Hay una escena de su infancia, narrada en las memorias, en la que sus padres envuelven con una hoja de diario la pantalla de la lámpara de su cuarto y mientras ella se finge dormida, comienzan a hablar en sus mecedoras. La niña Eudora gozaba entonces de la sensación propia de un observador oculto. Desde esa época tan temprana asume esa posición en la cual, por otro lado, adora encontrarse. Primero como fotógrafa y luego como escritora, es desde esa imprescindible distancia que se acerca a la realidad y aborda en sus ficciones los sutiles movimientos del acontecer humano.

Su temperamento y su instinto le indicaban que quien escribe por una urgencia propia, necesita –a toda costa– permanecer en privado, lejos. “Yo no deseaba ser borrada, sino convertirme incluso en invisible; ocupar una posición de verdadero poder. La perspectiva, la línea de visión, el encuadre de la visión… Esos elementos configuraban la distancia”. Una distancia necesaria para alcanzar lo que quiere nombrar con su escritura: lo que hace el tiempo con la vida.

En su viaje a través de la memoria, la hija del optimista, descubre quién ha sido como hija; qué lejos la ha llevado la vida como esposa y amante ilusionada; y por fin, dónde se halla como huérfana existencial.

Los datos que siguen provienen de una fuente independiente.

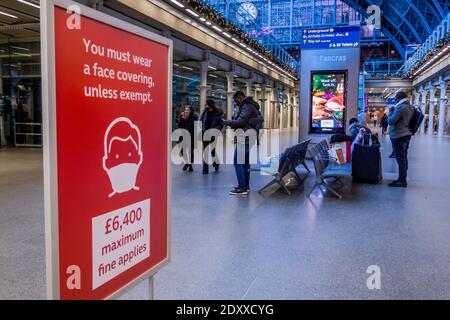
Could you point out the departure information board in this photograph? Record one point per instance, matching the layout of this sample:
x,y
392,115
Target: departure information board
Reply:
x,y
331,38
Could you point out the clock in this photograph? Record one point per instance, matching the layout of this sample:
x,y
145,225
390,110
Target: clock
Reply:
x,y
246,13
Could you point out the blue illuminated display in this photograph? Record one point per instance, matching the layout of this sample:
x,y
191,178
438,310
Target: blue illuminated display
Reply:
x,y
331,38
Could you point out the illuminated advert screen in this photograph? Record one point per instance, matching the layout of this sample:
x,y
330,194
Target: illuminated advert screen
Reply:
x,y
328,101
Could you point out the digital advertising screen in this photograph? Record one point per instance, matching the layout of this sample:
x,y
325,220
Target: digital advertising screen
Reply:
x,y
328,101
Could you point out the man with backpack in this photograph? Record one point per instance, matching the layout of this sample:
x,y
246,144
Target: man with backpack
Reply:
x,y
400,120
246,119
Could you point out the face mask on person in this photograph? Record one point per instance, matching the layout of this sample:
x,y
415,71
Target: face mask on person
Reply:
x,y
123,177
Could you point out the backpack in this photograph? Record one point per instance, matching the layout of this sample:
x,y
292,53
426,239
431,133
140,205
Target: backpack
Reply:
x,y
416,120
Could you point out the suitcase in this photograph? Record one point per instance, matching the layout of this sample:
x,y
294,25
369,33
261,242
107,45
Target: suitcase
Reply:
x,y
366,166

Esta manera de explorar la temporalidad a través de la escritura no se corresponde con la cronología ni con los relojes –por otra parte siempre presentes en los relatos de Eudora Welty– sino que impone su propio orden. Como concluye en La palabra heredada : “El tiempo, tal como lo conocemos, halla a menudo su esencia en la cronología que teje los relatos y las novelas: el tiempo obedece al hilo continuo de la revelación”.

A propósito de La palabra heredada y La hija del optimista, de Eudora Welty. Ambos publicados por Impedimenta.